The Press starting position can be performed in a power rack with a barbell or flat ground with dumbbells or kettle bells. Form Tip: Spend 5-10 extra minutes stretching and opening the hip before performing the Press, even if you already feel warmed-up.
The elbows should remain under the wrists in the press, and when locking out, the arms should be fully extended, with the head coming through the “hole” at the top. The body will more than likely want to press with the weight slightly in front of it to build better balance, but this should be resisted by maintaining core tightness.
Form Tip: If you’re falling forwards or backward during the Press, then more than likely, your bar path may be wonky. Once you’ve locked out the weight overhead, you’ll bring down the press with control, so the core remains upright through the whole range of motion.
If you find that you’re wavering and losing balance during the descent, then try to slow your tempo, as this can help clean up the bar path. For example, if the hips are aching or tightening, then more than likely, this is an area that requires a little extra work for Z Pressing with ease.
The Press removes all aids from your overhead press, which will only make you stronger and better able to control the weight you’re moving. The Press leaves very little margin for error when taking a load from the chest to the overhead position.

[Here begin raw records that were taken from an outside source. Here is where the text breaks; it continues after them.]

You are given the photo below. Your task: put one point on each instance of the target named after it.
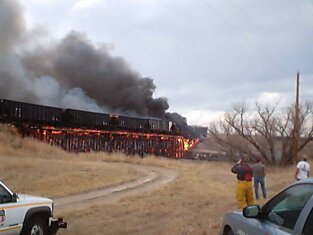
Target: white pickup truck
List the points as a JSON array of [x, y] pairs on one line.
[[26, 215]]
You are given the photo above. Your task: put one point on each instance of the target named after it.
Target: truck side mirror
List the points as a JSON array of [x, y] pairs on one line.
[[14, 197]]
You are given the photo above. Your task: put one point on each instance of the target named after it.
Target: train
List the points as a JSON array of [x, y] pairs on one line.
[[18, 112]]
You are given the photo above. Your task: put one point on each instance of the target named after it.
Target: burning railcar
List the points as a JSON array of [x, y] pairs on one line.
[[83, 131]]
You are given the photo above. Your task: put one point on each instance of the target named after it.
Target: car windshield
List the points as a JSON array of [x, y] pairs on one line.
[[286, 207], [5, 196]]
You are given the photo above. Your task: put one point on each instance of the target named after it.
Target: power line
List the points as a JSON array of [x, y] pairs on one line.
[[258, 29], [242, 35]]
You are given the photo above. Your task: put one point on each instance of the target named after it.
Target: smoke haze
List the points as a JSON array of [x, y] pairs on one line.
[[71, 73]]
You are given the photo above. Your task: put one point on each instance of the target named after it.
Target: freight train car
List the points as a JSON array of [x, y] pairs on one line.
[[32, 113], [25, 112]]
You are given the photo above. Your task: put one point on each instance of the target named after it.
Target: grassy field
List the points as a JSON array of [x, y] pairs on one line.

By performing Z presses, the lifter cannot excessively lean backward, fall forward onto toes, or use any leg and hip dip to help gain momentum. Be sure to continually practice the press, maintaining smooth and full control at the tip of the lift, and stay as upright as possible.
The shoulders, primarily the anterior (front) head of the deltoid, are responsible for most of the force to press the loads overhead. The lat muscles are used isometrically to help maintain an upright posture and the stability necessary to press and support loads overhead.
The obliques and rectus abdominal work to anteriorly compress the rib cage during all phases of the Press. The erector spinal contracts to maintain the lower back’s rigidity during the pressing and overhead aspect of this movement.
Strength athletes like powerlifters, strongman competitors, and weightlifters can all benefit by performing the Press. All of these athletes can gain shoulder/core strength and hypertrophy with the Press, which is key for success in each of their respective sports.
Weightlifters: Fantastic movement for improving hip mobility/strength and increasing the ability to maintain an upright torso with a strong core, which is a fundamental aspect of the snatch and clean and jerk. Still, it’s also great to use for improving muscular endurance capacity, which is a vital characteristic of successful functional fitness athletes.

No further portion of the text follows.